DRAFT FAQ: Free vs. Open
raju at linux-delhi.org
Thu Jan 10 03:21:11 UTC 2008
On Thursday 10 Jan 2008, Ernest Prabhakar wrote:
> Strictly speaking, the term free software is traditionally used by
> the Free Software Foundation to refer to software whose license
> conforms to their list of four freedoms, as opposed "open source"
> licenses which conform to the Open Source Definition. In practice,
> however, virtually all open source licenses also qualify as free
> software licenses, and vice versa, so many individuals use the terms
> interchangeably -- or conjoined, as in the somewhat awkward phrase
> Free/Libre/Open Source Software (FLOSS).

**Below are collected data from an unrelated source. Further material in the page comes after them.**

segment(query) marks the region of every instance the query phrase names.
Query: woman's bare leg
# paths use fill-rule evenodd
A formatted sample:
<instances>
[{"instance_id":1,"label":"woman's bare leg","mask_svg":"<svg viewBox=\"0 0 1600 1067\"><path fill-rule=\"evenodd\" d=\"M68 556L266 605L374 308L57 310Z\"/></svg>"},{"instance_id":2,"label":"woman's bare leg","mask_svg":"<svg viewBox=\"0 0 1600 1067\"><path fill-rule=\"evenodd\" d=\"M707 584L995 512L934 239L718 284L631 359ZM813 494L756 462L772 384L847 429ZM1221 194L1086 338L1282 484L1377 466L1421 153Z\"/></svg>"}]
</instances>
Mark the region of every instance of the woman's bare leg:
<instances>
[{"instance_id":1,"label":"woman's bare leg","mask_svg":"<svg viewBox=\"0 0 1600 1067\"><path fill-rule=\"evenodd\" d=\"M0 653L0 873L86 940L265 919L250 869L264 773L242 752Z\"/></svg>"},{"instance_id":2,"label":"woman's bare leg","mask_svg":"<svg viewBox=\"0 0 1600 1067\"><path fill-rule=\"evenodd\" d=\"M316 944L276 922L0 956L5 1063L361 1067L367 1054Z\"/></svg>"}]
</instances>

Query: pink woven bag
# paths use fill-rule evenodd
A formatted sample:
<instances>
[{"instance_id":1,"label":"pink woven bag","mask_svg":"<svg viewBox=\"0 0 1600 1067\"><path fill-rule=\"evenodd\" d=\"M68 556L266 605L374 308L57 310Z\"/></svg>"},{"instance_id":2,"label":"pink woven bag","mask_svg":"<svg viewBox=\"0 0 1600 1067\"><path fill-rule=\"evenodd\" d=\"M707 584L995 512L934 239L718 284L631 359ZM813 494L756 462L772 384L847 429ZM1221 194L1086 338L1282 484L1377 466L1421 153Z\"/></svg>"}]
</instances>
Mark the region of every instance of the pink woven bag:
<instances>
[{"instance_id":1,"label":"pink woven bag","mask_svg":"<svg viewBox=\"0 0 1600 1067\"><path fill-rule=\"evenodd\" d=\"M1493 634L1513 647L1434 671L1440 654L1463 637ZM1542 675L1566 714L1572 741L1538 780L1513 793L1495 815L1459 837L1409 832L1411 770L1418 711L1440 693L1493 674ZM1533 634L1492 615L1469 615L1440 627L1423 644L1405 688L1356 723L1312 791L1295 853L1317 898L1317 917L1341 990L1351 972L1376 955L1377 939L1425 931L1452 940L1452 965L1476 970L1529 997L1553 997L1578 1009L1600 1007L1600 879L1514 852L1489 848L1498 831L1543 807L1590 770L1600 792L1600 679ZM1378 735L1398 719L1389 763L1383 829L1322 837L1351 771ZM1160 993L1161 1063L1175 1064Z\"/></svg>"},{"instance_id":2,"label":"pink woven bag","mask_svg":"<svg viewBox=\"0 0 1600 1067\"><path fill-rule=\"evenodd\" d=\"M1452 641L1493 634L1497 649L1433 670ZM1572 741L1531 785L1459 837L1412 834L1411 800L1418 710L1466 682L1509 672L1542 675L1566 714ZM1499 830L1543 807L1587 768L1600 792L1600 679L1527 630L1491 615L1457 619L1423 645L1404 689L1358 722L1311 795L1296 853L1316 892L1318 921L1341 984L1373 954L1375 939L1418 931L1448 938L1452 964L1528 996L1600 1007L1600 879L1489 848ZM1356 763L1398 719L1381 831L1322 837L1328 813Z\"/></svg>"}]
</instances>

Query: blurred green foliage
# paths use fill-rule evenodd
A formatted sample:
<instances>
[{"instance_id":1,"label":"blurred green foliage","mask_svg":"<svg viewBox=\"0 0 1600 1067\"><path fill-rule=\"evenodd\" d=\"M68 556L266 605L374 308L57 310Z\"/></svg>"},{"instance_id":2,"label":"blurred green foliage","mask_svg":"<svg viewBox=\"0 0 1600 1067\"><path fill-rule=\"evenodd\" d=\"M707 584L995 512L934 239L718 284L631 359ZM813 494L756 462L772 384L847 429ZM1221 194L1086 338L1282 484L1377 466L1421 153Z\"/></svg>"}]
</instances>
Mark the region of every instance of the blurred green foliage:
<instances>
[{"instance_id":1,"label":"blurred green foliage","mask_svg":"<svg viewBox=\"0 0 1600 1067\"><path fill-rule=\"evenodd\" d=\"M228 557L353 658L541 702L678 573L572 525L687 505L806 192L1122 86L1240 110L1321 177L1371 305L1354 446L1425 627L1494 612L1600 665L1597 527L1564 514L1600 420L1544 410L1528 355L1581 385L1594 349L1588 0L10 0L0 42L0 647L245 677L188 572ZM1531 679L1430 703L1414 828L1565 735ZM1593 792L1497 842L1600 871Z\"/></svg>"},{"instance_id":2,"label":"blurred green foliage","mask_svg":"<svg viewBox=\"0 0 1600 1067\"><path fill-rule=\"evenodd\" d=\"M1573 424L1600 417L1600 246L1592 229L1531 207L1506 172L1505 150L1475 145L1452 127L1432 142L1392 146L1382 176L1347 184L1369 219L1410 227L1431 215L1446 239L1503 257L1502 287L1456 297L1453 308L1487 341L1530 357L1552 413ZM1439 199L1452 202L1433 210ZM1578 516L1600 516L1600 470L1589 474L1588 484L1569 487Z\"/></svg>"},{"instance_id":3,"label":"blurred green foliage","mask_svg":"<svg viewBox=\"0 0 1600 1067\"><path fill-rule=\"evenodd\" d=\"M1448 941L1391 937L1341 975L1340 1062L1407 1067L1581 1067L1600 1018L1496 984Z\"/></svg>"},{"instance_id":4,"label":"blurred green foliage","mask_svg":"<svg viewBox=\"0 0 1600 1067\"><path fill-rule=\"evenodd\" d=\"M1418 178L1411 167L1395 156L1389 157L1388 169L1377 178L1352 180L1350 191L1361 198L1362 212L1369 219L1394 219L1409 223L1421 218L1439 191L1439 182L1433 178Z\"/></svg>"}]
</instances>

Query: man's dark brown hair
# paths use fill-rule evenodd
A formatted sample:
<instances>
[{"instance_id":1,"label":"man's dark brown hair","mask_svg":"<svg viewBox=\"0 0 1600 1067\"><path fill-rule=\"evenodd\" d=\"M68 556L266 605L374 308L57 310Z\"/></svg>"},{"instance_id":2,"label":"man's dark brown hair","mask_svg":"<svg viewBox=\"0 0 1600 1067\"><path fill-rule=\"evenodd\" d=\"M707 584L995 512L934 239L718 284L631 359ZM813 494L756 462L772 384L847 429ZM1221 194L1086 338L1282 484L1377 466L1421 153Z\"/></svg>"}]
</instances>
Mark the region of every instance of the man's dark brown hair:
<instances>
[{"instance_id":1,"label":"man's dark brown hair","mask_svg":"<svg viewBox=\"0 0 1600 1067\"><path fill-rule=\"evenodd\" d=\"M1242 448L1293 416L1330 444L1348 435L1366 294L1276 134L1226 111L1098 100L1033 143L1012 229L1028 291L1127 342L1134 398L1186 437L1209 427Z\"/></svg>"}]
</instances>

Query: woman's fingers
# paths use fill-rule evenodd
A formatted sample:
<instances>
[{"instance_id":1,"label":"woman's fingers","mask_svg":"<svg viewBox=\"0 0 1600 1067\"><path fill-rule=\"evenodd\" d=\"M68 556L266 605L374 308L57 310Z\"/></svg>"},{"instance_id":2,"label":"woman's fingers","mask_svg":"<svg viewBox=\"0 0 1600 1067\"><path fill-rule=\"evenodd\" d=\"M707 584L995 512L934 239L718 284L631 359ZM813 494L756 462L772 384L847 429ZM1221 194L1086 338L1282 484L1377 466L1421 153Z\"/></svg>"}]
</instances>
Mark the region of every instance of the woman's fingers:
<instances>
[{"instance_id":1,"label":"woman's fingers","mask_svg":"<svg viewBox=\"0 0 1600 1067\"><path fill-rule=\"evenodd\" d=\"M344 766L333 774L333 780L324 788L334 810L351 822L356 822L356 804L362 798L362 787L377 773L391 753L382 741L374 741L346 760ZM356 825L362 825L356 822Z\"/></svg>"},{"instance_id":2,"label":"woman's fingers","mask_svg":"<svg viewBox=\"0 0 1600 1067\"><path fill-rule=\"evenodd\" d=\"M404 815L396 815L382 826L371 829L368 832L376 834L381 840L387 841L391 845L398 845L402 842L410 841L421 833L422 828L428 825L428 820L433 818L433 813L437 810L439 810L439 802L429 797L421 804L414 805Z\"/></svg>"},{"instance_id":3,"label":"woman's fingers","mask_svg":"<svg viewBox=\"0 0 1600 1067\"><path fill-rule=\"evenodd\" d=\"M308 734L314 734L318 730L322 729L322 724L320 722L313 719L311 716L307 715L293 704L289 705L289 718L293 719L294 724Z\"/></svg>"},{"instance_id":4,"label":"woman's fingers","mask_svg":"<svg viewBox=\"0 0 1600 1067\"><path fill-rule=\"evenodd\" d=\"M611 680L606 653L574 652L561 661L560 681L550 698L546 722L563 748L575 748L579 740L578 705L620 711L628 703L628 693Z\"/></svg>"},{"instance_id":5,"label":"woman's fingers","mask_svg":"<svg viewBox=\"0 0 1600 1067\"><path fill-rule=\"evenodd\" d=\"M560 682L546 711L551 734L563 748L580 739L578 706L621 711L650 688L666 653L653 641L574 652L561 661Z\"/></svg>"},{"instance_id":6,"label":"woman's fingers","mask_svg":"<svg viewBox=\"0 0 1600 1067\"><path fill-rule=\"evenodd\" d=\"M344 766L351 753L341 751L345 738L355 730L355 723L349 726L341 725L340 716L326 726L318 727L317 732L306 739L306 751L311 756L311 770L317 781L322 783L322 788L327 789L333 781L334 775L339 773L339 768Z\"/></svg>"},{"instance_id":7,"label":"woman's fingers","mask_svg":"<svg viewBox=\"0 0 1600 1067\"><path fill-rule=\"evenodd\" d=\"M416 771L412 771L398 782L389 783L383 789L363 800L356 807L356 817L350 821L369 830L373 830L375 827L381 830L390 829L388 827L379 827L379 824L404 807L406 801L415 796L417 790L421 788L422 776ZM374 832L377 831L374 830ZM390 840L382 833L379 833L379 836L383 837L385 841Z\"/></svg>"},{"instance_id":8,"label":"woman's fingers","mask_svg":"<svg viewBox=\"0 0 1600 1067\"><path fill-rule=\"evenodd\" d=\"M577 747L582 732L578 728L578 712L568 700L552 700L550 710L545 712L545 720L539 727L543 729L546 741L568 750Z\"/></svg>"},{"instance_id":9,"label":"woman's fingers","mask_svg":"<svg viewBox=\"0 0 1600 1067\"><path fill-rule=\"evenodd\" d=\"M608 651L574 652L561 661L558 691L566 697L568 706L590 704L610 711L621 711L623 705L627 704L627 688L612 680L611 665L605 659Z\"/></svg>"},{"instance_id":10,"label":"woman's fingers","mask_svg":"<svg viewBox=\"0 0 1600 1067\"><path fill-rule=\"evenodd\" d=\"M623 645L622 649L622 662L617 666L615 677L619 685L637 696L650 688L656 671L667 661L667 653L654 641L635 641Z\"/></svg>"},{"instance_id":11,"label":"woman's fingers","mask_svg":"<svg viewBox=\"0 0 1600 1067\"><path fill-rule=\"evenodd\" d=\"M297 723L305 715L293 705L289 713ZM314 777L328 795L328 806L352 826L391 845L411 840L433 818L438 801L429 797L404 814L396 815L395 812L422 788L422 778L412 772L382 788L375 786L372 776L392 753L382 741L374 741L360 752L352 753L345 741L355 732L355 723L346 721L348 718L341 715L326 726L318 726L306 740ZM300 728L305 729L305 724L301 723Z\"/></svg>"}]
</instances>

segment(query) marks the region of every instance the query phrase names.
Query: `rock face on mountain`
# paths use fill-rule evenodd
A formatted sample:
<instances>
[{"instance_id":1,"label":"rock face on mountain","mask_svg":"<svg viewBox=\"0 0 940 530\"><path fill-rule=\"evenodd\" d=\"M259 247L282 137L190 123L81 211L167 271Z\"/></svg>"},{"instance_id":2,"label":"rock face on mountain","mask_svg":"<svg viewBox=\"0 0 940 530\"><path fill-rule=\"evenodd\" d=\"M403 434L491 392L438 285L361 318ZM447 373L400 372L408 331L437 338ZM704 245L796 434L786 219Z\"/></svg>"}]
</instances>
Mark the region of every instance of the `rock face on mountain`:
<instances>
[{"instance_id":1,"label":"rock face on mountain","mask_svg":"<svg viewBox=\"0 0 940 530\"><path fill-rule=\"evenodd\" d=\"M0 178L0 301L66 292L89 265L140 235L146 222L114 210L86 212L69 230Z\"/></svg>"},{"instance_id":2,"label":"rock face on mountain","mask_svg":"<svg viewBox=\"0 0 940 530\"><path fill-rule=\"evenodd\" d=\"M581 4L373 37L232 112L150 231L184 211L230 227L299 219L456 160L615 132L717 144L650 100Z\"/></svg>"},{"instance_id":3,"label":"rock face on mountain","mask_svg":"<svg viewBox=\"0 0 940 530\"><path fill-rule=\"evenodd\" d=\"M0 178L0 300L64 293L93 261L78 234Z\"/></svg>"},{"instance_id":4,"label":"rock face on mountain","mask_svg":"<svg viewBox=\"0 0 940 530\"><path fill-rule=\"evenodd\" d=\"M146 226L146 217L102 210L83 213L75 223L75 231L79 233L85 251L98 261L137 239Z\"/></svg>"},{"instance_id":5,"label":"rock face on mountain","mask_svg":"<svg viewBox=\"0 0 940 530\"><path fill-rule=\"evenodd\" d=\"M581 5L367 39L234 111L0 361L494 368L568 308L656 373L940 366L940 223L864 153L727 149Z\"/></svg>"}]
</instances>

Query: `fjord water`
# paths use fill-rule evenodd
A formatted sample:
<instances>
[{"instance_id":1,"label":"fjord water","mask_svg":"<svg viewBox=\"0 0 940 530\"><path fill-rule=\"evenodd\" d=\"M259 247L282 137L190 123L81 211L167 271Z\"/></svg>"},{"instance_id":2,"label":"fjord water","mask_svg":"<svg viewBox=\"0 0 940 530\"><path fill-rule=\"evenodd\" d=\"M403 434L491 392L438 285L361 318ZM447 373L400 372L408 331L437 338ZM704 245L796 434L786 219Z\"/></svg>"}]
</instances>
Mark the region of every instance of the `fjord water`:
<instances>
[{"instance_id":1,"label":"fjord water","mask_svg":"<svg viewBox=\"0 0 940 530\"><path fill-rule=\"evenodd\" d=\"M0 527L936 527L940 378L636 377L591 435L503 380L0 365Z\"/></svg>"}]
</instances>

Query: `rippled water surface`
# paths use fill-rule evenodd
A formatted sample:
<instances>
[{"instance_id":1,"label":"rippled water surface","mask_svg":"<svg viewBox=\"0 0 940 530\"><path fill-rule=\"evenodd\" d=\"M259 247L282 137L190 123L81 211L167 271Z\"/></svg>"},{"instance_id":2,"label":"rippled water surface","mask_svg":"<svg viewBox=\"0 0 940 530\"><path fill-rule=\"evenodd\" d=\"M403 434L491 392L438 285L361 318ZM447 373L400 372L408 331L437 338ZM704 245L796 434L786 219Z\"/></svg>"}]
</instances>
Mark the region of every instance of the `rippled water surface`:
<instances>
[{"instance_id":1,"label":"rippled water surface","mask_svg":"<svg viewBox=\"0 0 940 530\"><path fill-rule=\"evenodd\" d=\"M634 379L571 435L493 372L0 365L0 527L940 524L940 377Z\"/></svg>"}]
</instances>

I'd avoid the footnote on the awkwardness (or otherwise) of FLOSS; how
about replacing it with FOSS, which is rapidly becoming more popular
anyway and is presumably less awkward?
> Philosophically, the term "free software" is often associated with an
> ideological position on how software should be available, whereas
> "open source" more commonly reflects a pragmatic concern regarding
> how software should be developed. However, this may or may not matter
> to a particular speaker, so be cautious about reading too much into
> the distinction.
> Note that in this context "free" always means "libre" (as in free
> speech) rather than "gratis" (as in free beer).